“Je suis à Paris par solidarité avec le peuple français contre le terrorisme”, a tweeté en français le premier Ministre turc, Ahmet Davutoğlu, annonçant sa participation à la grande manifestation organisée à Paris le 11 janvier dernier pour défendre la liberté d’expression après les attaques meurtrières qui ont couté la vie à 17 personnes, parmi lesquels les journalistes de Charlie Hebdo. Sa présence avait soulevé des interrogations tant il est vrai que la Turquie occupe la peu honorable 154° place (sur 180) au classement mondial de la liberté de la presse.
C’est donc sans surprise que nous apprenons que ce même Ahmet Davutoğlu s’en est pris, trois jours plus tard, à Charlie Hebdo, après la parution de la caricature du prophète Mahomet dans le numéro d’après la tuerie du 7 janvier. “Nous ne pouvons accepter les insultes faites au prophète”, a insisté le chef du gouvernement.

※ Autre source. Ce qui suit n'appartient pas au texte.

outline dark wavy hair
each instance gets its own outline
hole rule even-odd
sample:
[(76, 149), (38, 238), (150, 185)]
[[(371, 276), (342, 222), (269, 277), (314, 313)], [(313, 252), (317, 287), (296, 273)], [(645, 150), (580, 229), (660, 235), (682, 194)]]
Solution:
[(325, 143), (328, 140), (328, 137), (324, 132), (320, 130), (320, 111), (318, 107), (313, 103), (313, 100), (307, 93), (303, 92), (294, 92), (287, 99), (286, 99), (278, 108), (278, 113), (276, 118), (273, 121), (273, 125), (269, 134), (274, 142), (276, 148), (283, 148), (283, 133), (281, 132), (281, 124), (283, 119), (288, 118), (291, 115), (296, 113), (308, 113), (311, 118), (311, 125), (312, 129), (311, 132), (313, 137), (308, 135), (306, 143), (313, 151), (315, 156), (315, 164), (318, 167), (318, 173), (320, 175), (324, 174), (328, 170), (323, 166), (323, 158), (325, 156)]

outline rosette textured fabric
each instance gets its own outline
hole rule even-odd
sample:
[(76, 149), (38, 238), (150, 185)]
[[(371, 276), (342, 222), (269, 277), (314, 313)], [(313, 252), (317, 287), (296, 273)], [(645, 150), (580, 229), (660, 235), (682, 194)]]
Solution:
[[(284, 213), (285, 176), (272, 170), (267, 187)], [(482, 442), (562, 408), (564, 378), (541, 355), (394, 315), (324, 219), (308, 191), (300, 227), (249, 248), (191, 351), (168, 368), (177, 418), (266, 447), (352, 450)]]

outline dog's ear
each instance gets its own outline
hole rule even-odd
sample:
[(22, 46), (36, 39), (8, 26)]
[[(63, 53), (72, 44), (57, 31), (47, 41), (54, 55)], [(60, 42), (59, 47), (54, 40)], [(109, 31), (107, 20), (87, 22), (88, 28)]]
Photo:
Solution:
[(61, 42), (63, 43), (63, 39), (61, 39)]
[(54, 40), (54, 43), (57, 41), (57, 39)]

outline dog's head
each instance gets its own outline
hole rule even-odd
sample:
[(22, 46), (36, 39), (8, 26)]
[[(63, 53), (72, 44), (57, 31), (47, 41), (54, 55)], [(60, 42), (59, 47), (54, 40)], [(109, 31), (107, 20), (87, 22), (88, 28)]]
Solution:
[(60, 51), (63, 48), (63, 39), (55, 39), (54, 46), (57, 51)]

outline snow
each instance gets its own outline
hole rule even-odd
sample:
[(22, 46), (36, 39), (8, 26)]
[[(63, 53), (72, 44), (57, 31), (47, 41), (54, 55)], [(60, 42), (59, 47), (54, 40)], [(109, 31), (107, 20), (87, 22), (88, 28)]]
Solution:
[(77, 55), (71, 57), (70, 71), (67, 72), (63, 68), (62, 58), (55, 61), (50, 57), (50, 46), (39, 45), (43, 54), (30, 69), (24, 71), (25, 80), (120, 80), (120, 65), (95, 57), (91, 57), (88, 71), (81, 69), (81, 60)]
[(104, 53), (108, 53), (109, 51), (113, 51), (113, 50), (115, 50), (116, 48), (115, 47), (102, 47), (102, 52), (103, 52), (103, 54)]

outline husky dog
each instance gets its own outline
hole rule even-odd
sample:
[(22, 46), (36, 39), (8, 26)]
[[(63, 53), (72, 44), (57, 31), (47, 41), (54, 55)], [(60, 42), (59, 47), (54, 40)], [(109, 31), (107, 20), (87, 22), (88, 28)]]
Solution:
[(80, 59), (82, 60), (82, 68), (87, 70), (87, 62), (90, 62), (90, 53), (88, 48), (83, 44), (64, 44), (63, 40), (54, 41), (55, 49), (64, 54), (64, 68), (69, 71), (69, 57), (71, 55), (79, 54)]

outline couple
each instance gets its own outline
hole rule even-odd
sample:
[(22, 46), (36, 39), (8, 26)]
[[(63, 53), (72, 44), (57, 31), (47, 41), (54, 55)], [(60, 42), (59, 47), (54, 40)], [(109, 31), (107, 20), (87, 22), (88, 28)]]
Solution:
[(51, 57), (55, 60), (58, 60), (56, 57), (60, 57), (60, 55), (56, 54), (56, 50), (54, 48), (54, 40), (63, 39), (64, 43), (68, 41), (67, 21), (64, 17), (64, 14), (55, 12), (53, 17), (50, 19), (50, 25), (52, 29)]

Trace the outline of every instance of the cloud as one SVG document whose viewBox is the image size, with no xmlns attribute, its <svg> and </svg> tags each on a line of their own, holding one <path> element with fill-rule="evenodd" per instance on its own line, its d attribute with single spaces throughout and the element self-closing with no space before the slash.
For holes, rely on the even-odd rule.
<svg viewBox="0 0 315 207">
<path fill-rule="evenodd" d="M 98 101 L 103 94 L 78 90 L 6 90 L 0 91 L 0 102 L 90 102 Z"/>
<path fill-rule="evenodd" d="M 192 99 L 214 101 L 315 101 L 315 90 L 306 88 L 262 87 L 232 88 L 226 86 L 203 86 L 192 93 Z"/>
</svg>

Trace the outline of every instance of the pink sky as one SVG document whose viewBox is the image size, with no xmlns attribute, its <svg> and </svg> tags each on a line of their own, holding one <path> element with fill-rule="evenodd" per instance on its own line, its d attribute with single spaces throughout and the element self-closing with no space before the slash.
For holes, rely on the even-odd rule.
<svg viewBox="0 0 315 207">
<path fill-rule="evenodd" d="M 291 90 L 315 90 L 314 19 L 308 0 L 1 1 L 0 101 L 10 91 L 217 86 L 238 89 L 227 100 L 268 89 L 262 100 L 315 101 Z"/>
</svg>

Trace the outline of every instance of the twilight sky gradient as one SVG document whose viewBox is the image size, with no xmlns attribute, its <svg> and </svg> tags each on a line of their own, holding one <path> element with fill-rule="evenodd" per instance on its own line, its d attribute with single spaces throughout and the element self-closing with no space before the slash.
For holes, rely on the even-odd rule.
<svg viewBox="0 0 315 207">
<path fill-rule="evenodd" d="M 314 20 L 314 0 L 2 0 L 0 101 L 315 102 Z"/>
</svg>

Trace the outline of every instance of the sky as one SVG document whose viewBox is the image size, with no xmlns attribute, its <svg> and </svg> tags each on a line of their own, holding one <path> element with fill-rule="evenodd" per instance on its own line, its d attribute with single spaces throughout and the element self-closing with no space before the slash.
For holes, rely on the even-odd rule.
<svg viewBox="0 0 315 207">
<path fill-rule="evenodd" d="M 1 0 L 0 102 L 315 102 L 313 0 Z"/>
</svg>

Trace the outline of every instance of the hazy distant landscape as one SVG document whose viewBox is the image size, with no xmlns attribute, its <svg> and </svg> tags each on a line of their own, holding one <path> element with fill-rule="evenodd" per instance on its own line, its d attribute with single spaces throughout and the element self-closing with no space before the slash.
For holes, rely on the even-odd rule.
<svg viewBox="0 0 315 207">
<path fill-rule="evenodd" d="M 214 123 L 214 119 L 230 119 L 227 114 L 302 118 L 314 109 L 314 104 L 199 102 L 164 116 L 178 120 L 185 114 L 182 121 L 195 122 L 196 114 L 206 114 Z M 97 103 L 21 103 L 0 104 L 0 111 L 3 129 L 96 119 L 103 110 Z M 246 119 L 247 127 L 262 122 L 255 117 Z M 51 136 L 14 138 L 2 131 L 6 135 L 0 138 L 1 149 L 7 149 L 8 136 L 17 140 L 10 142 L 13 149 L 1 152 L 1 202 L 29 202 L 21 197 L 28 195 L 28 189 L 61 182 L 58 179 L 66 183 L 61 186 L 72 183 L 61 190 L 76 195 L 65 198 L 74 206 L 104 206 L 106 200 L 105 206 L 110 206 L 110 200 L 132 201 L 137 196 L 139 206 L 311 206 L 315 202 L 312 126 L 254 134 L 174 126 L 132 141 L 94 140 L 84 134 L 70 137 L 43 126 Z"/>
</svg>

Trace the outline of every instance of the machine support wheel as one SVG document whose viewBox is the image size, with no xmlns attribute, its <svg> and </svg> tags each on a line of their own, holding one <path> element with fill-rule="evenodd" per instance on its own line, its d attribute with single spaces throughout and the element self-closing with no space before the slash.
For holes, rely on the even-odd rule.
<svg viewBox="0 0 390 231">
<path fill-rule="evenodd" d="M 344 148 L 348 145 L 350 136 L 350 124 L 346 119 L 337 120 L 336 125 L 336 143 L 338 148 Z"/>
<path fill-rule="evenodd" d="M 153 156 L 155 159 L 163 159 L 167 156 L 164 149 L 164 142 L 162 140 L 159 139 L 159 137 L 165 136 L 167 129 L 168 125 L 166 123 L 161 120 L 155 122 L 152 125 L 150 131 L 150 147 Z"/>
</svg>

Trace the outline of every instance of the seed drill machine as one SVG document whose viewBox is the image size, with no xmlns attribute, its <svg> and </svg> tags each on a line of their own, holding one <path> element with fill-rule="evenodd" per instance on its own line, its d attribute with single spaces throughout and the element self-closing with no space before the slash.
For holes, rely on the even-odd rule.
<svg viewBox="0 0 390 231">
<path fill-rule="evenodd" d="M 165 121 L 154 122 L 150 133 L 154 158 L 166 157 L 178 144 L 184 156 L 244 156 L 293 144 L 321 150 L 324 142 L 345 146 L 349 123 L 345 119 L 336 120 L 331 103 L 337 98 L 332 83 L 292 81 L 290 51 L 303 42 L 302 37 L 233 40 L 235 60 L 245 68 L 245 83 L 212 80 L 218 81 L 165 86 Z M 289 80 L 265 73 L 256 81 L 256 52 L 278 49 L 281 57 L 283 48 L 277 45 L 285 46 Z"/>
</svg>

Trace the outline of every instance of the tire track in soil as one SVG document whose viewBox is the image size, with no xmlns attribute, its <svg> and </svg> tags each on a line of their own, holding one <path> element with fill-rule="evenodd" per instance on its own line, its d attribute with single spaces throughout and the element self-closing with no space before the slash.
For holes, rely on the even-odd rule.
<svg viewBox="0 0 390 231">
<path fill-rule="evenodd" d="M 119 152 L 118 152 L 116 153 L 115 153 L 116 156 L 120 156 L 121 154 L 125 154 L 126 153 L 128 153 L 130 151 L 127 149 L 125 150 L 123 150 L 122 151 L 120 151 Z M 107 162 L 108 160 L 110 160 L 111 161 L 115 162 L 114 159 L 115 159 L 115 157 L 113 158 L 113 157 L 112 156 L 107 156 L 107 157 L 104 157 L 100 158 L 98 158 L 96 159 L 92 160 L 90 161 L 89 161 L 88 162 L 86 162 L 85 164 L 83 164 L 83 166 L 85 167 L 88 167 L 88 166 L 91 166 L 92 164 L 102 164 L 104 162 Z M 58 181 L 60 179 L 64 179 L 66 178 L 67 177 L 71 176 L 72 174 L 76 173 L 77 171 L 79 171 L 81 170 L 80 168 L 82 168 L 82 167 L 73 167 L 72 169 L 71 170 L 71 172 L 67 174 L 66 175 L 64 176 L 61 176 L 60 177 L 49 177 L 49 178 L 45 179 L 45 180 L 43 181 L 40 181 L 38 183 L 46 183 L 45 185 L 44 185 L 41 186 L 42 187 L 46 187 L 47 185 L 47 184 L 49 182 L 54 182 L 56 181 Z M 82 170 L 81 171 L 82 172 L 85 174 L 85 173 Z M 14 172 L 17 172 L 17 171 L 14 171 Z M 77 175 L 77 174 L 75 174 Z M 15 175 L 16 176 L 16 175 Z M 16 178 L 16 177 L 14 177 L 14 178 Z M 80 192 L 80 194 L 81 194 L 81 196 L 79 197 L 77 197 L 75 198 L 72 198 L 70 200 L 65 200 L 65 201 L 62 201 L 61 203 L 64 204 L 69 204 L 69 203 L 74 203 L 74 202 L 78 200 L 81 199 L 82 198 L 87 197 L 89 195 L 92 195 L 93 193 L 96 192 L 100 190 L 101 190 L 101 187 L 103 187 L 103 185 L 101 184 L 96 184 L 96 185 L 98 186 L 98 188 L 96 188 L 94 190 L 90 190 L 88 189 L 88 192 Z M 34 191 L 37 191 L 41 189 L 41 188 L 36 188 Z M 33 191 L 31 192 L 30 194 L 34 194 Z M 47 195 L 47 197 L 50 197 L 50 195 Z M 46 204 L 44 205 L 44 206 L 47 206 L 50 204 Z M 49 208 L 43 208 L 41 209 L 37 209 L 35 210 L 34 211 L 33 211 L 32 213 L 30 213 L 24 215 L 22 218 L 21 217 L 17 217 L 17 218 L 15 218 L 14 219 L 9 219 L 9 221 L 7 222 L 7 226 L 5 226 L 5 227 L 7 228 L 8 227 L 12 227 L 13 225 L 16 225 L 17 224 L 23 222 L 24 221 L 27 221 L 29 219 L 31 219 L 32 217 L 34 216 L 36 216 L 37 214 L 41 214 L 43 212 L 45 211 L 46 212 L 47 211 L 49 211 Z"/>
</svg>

Dans le même temps il a ordonné une descente de police dans les locaux du quotidien kémaliste Cumhuriyet, qui avait publié par solidarité cette caricature de Mahomet ainsi qu’un encart en turc reprenant l’essentiel des articles et des dessins de Charlie Hebdo. Il a ordonné en quelques heures le blocage de toutes les pages web affichant le dessin du prophète, qualifié “d’insulte pour les croyants”. Le parquet général d’Istanbul a lancé une enquête préliminaire contre Cumhuriyet pour dénigrement des valeurs religieuses.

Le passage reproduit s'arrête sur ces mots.